Pima Community College’s highly regarded Aviation Technology Program is looking to expand its footprint at Tucson International Airport and eventually add student capacity.
The Tucson Airport Authority last week approved an amendment to Pima’s lease at TIA that increases the area leased by the college to 6.6 acres, from 4.8 acres rented under a 30-year lease signed in 2001. The new space will allow Pima to build a warehouse for equipment and parts as well as make more room for aircraft and instruction. The original rent was prepaid in full; the new space will cost the college about $31,000 as a lump-sum prepayment.
The Pima Community College governing board must still approve the amended lease and allocate funding for the project, which the board is expected to consider sometime in the fourth quarter, said Tom Hinman, manager of Pima’s aviation-tech program.
The planned 4,500-square-foot warehouse, which would be built on vacant land on the center’s north side, would make the equipment changeovers for each five-week class cohort easier and allow space for equipment now stored outside for lack of indoor space, he said.
“We need to get some of this stuff we have outside under roof, and we need to take care of these training aids,” Hinman said. “We think that extra ramp space out there will accommodate us for quite some time.”
The warehouse project is just one of several improvements Pima plans to meet demand.
Plans also are in the works to build a large awning along the center’s south side to allow more outside work, and to extend parts of the center to build more faculty office and, eventually, classroom space, Hinman said. The aviation program has been operating near its FAA-approved capacity of 150 students annually, and last year the department began staggering the cohorts of students to maximize the facilities while staying within enrollment limits, Hinman said. Students attend class at the center five days a week, eight hours a day.
Pima students have been hired locally by Bombardier Aerospace, which has ramped up its regional-jet maintenance center at TIA in recent years; as well as by Ascent Aviation Services, Marana Aerospace Solutions and Universal Avionics. Others have been snapped up nationally by the likes of Gulfstream Aerospace, Southwest Airlines and engine maker Pratt & Whitney. Pima Community College Chancellor Lee Lambert has called the aviation program a “model employer-educator partnership.”
In a presentation to a legislative committee in February, Lambert said the college’s goal is to expand the program’s capacity by 25 students to meet entry-level employment needs of area businesses, and to add equipment to keep its training up to date with new technology.
Founded in 1969, Pima’s FAA-certified aviation program is one of the most extensive in the nation, offering certificate and associate-degree programs in airframe and power plant, structural maintenance including composites, and avionics to prepare students for required FAA examinations. It’s also one of a few programs that offer students the chance to work on full-size jetliners, including two Boeing 727s donated by FedEx in 2012 and 2003. Most in Pima’s aviation-tech graduates have job offers or have accepted positions by the time they graduate, Hinman said.

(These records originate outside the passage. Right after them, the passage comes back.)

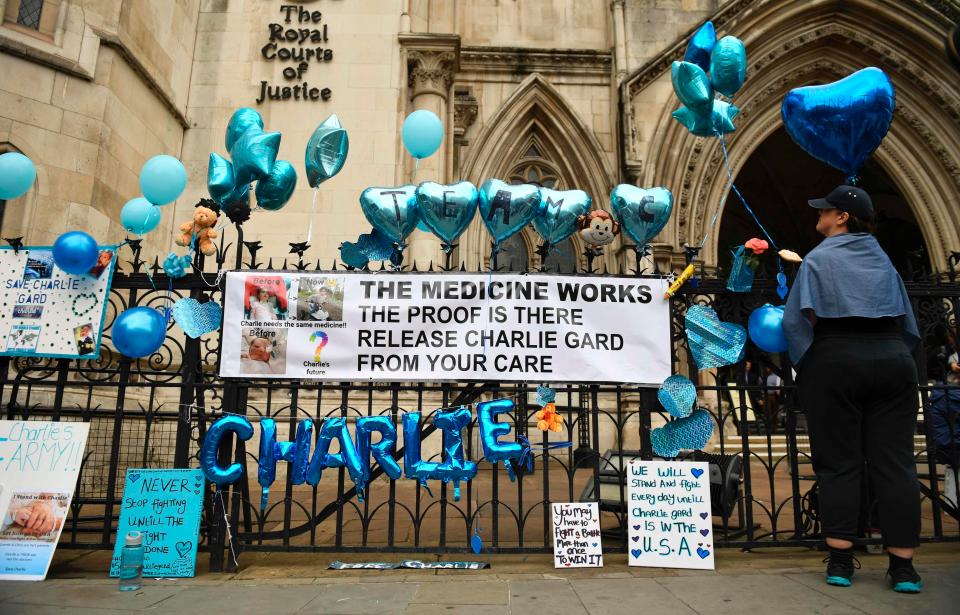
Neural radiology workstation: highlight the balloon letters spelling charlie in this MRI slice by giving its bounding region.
[200,399,522,502]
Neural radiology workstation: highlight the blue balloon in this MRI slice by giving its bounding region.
[140,154,187,205]
[230,130,280,186]
[53,231,100,275]
[356,416,401,480]
[780,67,896,176]
[200,415,253,487]
[610,184,673,246]
[480,179,543,245]
[670,62,713,113]
[683,21,717,70]
[402,109,443,159]
[223,107,263,152]
[110,306,167,359]
[477,399,523,463]
[0,152,37,200]
[533,188,592,246]
[120,196,161,235]
[672,99,740,137]
[710,36,747,96]
[416,182,480,252]
[747,303,787,352]
[207,152,237,207]
[257,160,297,211]
[360,184,420,245]
[304,115,350,188]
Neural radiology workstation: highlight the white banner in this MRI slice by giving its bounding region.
[0,421,89,581]
[0,247,116,359]
[220,272,670,384]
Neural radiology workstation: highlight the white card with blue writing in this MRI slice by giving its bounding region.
[552,502,603,568]
[627,460,714,570]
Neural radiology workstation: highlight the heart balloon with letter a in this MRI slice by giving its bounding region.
[480,179,543,244]
[417,182,480,252]
[780,67,896,176]
[360,184,420,245]
[533,188,591,245]
[610,184,673,246]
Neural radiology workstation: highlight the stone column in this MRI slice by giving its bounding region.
[400,34,460,267]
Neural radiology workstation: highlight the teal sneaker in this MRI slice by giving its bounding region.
[887,564,923,594]
[823,549,860,587]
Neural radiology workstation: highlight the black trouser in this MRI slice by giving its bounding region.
[798,333,920,547]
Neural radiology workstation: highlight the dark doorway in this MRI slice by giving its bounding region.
[719,128,929,279]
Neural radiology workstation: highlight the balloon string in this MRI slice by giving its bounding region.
[720,132,780,252]
[307,186,320,243]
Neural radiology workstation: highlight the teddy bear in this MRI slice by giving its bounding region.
[177,204,219,256]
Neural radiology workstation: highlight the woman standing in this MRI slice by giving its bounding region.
[783,186,923,593]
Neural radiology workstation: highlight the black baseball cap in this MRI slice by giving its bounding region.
[807,185,873,222]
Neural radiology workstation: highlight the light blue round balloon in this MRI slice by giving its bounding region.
[0,152,37,199]
[710,36,747,96]
[120,196,160,235]
[140,154,187,205]
[53,231,100,275]
[110,306,167,359]
[402,109,443,159]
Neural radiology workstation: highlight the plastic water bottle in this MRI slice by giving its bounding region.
[120,532,143,592]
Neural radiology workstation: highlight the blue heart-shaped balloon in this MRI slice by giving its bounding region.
[683,21,717,70]
[304,115,350,188]
[685,305,747,369]
[171,298,223,338]
[533,188,591,245]
[480,179,543,244]
[657,374,697,417]
[780,67,896,176]
[610,184,673,246]
[417,182,480,251]
[360,184,420,245]
[223,107,263,152]
[230,130,280,186]
[256,160,297,211]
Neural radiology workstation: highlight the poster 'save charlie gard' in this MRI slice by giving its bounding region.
[220,272,670,384]
[0,248,116,359]
[0,421,89,580]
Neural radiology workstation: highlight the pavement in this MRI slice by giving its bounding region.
[0,543,960,615]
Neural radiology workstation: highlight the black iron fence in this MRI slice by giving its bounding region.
[0,235,960,570]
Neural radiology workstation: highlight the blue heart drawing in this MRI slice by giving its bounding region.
[172,297,223,338]
[684,305,747,370]
[780,67,896,175]
[657,374,697,418]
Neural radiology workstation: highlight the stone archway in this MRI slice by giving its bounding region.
[624,0,960,271]
[460,73,619,270]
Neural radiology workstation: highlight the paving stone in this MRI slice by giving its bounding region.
[411,580,510,606]
[300,583,418,615]
[509,580,587,615]
[570,577,696,615]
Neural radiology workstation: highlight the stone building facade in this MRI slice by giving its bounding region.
[0,0,960,271]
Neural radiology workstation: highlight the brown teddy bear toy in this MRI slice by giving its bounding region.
[177,201,219,256]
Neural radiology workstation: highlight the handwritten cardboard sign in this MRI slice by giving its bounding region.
[627,460,714,570]
[552,502,603,568]
[110,469,204,577]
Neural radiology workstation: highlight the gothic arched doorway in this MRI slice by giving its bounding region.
[718,128,930,278]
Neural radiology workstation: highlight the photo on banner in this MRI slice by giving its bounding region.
[0,247,116,359]
[0,421,89,581]
[220,272,671,385]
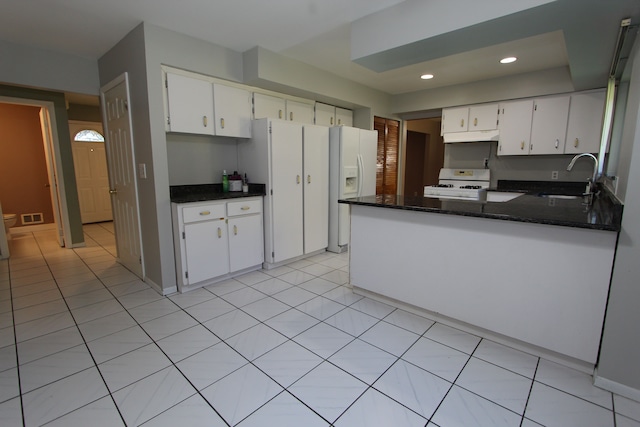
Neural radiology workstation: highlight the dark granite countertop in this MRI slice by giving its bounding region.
[169,183,266,203]
[338,183,622,231]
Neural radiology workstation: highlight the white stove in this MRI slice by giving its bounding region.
[424,169,491,200]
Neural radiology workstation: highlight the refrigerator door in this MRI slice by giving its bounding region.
[358,130,378,197]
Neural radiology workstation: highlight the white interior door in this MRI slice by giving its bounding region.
[303,125,329,254]
[69,122,113,224]
[271,120,303,262]
[39,107,65,246]
[100,73,144,278]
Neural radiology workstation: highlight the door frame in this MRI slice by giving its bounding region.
[100,71,146,281]
[0,96,72,248]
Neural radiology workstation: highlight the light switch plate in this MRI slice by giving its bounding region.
[138,163,147,179]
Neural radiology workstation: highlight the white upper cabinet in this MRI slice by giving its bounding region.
[166,73,215,135]
[315,102,336,126]
[253,92,287,120]
[315,102,353,126]
[442,104,498,134]
[498,99,533,156]
[529,95,570,154]
[468,104,498,131]
[213,83,251,138]
[253,93,314,124]
[442,107,469,134]
[335,107,353,126]
[286,99,314,125]
[564,90,606,154]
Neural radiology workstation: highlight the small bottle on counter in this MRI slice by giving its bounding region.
[222,169,229,193]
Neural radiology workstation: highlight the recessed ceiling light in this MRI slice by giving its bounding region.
[500,56,518,64]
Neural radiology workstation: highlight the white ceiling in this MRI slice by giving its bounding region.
[0,0,640,98]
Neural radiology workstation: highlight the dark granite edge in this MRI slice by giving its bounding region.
[169,183,266,203]
[338,199,620,232]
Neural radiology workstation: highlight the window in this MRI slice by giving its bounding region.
[73,129,104,142]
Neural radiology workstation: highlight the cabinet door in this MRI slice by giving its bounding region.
[287,99,313,125]
[303,126,329,253]
[184,220,229,284]
[564,91,606,154]
[167,73,215,135]
[468,104,498,131]
[270,121,303,262]
[253,93,286,119]
[315,102,336,126]
[336,107,353,126]
[529,95,570,154]
[213,83,251,138]
[228,215,264,273]
[442,107,469,133]
[498,100,533,156]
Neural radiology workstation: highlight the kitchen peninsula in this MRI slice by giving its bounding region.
[339,189,622,370]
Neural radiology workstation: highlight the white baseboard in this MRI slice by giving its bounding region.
[593,369,640,402]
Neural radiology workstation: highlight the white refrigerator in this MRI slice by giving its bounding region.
[327,126,378,253]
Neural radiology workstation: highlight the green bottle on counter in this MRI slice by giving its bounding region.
[222,169,229,193]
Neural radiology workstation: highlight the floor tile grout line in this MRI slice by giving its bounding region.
[23,231,127,425]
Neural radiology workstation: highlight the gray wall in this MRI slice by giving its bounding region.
[0,40,100,95]
[598,36,640,399]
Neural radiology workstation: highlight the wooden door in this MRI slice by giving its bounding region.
[404,131,429,196]
[100,73,144,278]
[374,117,400,194]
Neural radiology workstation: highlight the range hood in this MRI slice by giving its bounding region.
[442,129,500,144]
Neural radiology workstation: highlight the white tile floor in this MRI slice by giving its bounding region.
[0,224,640,427]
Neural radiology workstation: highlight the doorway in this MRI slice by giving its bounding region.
[403,118,444,196]
[0,98,71,246]
[373,117,400,194]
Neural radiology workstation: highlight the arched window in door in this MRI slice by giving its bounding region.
[73,129,104,142]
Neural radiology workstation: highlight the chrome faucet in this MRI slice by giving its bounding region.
[567,153,598,202]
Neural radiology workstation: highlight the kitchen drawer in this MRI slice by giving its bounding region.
[227,199,262,216]
[182,203,225,224]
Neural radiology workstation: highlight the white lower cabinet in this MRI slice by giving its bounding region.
[172,197,264,292]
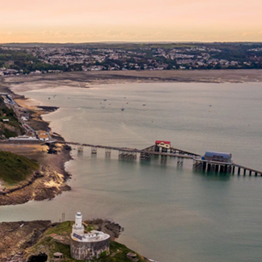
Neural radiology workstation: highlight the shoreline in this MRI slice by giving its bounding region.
[0,70,262,206]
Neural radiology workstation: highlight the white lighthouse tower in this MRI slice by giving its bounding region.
[72,212,84,235]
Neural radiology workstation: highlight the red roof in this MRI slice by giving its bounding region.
[156,140,171,145]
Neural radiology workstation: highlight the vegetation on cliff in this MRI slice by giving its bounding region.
[0,151,39,185]
[25,220,148,262]
[0,97,23,139]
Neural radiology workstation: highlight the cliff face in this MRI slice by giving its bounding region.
[0,221,51,262]
[0,219,136,262]
[0,96,23,139]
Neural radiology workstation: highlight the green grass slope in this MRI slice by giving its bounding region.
[0,151,39,185]
[25,221,148,262]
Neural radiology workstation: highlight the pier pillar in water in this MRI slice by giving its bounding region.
[91,147,97,155]
[177,157,184,166]
[161,156,167,164]
[237,167,241,175]
[77,146,84,153]
[203,162,207,172]
[105,149,111,158]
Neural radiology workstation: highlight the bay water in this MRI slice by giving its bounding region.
[0,83,262,262]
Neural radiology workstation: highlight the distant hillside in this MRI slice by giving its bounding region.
[0,151,39,184]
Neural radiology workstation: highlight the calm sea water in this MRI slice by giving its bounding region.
[0,83,262,262]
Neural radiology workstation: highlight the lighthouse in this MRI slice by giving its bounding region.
[72,212,84,235]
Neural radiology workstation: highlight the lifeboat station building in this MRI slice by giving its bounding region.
[193,151,234,173]
[70,212,110,261]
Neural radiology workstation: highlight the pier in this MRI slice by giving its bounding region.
[59,140,262,176]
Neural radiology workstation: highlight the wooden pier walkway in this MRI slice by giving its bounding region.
[59,141,262,176]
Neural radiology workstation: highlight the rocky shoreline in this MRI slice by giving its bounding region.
[0,143,71,205]
[0,219,123,262]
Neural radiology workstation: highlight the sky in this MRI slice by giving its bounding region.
[0,0,262,43]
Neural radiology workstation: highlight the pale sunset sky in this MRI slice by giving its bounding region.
[0,0,262,43]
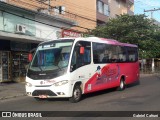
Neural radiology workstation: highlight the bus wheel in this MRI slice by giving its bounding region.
[118,78,125,91]
[69,85,82,103]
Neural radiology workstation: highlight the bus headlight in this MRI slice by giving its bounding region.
[53,80,68,86]
[26,82,32,87]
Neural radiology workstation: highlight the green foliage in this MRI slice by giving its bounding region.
[91,14,160,58]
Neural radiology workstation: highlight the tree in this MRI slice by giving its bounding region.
[91,14,160,58]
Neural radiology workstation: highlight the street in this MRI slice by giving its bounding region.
[0,75,160,120]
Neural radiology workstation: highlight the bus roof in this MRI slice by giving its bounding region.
[41,37,137,47]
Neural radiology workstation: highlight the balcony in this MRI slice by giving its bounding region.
[121,9,134,15]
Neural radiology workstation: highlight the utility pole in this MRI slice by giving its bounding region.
[144,8,160,19]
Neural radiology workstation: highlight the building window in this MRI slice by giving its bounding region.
[98,1,103,13]
[104,4,109,16]
[54,6,65,14]
[97,1,109,16]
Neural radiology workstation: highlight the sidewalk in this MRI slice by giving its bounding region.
[0,82,26,100]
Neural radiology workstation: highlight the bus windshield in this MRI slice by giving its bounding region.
[29,40,74,71]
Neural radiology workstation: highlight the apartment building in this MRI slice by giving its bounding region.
[108,0,134,18]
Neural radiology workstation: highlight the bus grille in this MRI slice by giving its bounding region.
[32,90,57,96]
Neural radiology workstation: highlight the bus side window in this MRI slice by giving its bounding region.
[71,41,91,71]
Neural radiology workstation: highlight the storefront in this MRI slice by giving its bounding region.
[0,40,38,82]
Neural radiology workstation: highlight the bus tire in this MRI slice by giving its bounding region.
[69,85,82,103]
[118,78,125,91]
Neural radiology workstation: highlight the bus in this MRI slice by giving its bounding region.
[25,37,139,103]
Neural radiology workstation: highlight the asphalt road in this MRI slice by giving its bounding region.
[0,75,160,120]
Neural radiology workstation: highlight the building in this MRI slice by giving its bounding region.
[0,1,76,82]
[3,0,134,32]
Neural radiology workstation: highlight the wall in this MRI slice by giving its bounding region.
[35,16,62,39]
[0,10,36,36]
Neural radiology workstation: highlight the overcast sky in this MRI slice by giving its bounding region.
[134,0,160,22]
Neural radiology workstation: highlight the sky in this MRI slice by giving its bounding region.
[134,0,160,22]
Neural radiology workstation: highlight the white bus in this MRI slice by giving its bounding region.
[26,37,139,102]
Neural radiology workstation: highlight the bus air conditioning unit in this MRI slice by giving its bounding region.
[16,24,26,34]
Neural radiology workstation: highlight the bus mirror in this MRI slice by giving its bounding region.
[28,53,33,62]
[80,47,84,54]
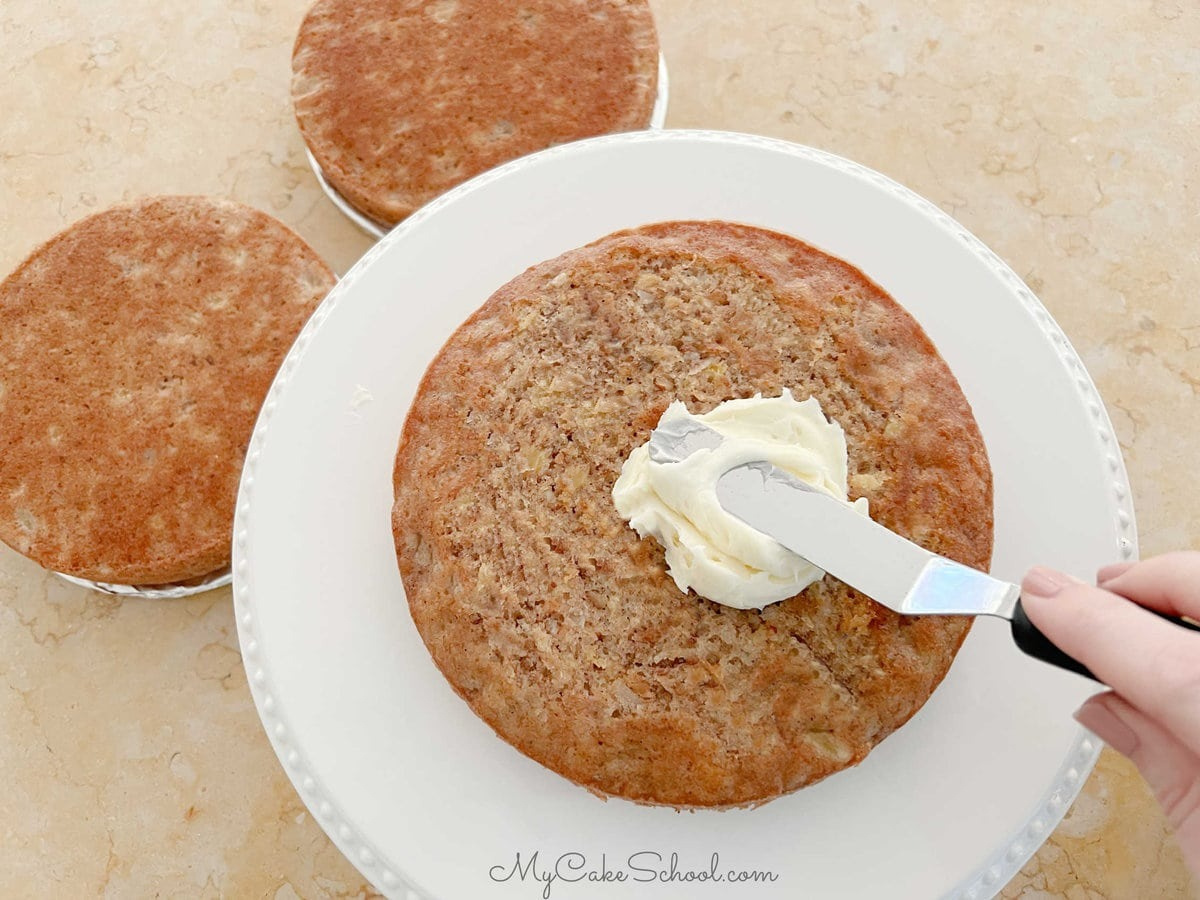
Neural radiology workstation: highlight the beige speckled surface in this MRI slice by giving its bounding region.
[0,0,1200,900]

Entry-level aviation mechanics start at wages of $16 to $18 an hour, he said. The median pay for aircraft mechanics was about $26 an hour or about $55,000 a year in 2012, according to federal statistics.
The cost of a two-year degree at Pima, including tuition and fees, is about $15,000 to $20,000, while FAA examinations cost about $1,100 to $1,250, Hinman said.
The Pima program provides a steady stream of qualified entry-level workers, said John Owen, director of quality for Ascent Aviation, which specializes in maintenance and overhaul of narrow-body jetliners.
“Everybody wants highly experienced, highly skilled people, but you’ve got to have a mix,” said Owen, who spoke at the Pima program’s graduation ceremony in mid-August.
“The entry level folks coming out of that (Pima) program are well-trained, they have a good background and are highly motivated.”
Employment in the various aviation technical trades is expected to grow only about 2 percent from 2012 to 2022, according to the U.S. Bureau of Labor Statistics.
However, industry economists see a far greater need.
Boeing Co.’s annual Pilot and Technician Outlook for 2014 estimates that 109,000 additional aviation technicians will be needed across North America over the next 20 years, while 584,000 will be needed worldwide.
Ascent employs about 160 people, including a few from the Pima program, but it will soon need more workers for its site just north of the Pima tech center on the airport’s west side.
The company recently began construction of a new hangar that is expected to be completed by the end of December, Owen said.
“We’ve got to put some work in there, and we’ll need more technicians, so it’s good timing,” he said.